The upper surface of the cylindrical head of the radius is spherically concave to fit the capitulum. The upper end of the ulna shows the deep trochlear notch. A curved ridge joins the prominences of coronoid process and olecranon; the ridge fits the groove in the trochlea of the humerus. The obliquity of the shaft of the ulna to this ridge accounts for most of the carrying angle at the elbow. There are commonly two separate articular surfaces in the trochlear notch, one on the olecranon and the other on the coronoid process.

Ligaments of the elbow joint:

The capsule is attached to the humerus at the margins of the lower rounded ends of the articular surfaces of capitulum and trochlea, but in front and behind it is carried up over the bone above the coronoid and olecranon fossae Distally, the capsule is attached to the trochlear notch of the ulna at the edge of the articular cartilage, and to the annular ligament of the proximal radioulnar joint. It is not attached to the radius.

The capsule and annular ligament are lined with synovial membrane, which is attached to the articular margins of all three bones. The synovial membrane thus floors in the coronoid and olecranon fossae on the lower end of the humerus, and bridges the gap between the radial notch of the ulna and the neck of the radius. The quadrate ligament prevents herniation of the synovial membrane between the anterior and posterior free edges of the annular ligament.

The ulnar collateral (medial) ligament of the elbow joint is triangular and consists of three bands.
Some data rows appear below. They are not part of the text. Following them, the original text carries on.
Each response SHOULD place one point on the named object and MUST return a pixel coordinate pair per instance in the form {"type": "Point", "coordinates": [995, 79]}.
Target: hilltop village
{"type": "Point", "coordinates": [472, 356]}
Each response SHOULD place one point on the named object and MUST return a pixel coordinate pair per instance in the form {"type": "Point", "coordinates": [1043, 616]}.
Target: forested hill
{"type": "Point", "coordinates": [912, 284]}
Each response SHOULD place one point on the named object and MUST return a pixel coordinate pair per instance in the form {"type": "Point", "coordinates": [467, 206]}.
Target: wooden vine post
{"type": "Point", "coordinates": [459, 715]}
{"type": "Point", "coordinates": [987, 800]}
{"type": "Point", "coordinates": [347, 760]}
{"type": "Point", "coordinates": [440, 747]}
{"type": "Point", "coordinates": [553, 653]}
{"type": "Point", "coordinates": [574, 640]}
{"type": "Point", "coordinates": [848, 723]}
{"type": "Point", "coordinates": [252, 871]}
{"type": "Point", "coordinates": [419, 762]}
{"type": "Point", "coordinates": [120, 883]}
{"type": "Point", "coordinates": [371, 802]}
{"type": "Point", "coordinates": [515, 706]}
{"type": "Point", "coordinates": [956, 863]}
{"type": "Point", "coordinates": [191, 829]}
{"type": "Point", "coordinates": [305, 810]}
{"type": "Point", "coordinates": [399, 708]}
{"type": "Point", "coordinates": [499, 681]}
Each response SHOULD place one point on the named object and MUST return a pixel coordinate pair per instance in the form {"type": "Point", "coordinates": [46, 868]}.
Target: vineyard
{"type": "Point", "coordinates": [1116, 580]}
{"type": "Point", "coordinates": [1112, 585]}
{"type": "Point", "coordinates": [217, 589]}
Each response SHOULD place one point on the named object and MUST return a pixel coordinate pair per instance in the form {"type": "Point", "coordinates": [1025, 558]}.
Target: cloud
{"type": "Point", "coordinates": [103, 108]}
The anterior band is the strongest. It passes from the medial epicondyle of the humerus to a small tubercle (unnamed but previously called the sublime tubercle) on the medial border of the coronoid process. The posterior band joins the sublime tubercle and the medial border of the olecranon. A middle band connects these two and lies more deeply; it lodges the ulnar nerve on its way from the arm to the forearm. The radial collateral (lateral) ligament is a single flattened band attached to the humerus below the common extensor origin; it fuses with the annular liga­ment of the head of the radius. The anterior and posterior ligaments are merely thickened parts of the capsule. The annular ligament is attached to the margins of the radial notch of the ulna, and clasps the head and neck of the radius in the proximal radioulnar joint. It has no attachment to the radius, which remains free to rotate in the annular ligament.

Nerve supply of elbow joint:

The joint is supplied by the musculocutaneous, median, ulnar and radial nerves (Hilton’s law).

Movements of elbow joint:

The only appreciable movement possible at the elbow joint is the simple hinge movement of flexion and exten­sion. From the straight (extended) position the range of flexion is about 140°. This movement does not take place in the line of the humerus, for the axis of the hinge lies obliquely. The extended ulna makes with the humerus an angle of about 170°. This so-called ‘carrying- angle’ fits the elbow into the waist when the arm is at the side, and it is significant that the obliquity of the ulna is more pronounced in women than in men. However, the line of upper arm and forearm becomes straightened out when the forearm is in the usual working position of almost full pronation. A pathological increase in this ‘valgus’ angle (e.g. from a fractured lateral epicondyle or damaged epiphysis) may gradually stretch the ulnar nerve behind the epicondyle and cause an ulnar nerve palsy. During pronation-supination of the forearm there is some rocking movement of the ulna on the trochlea.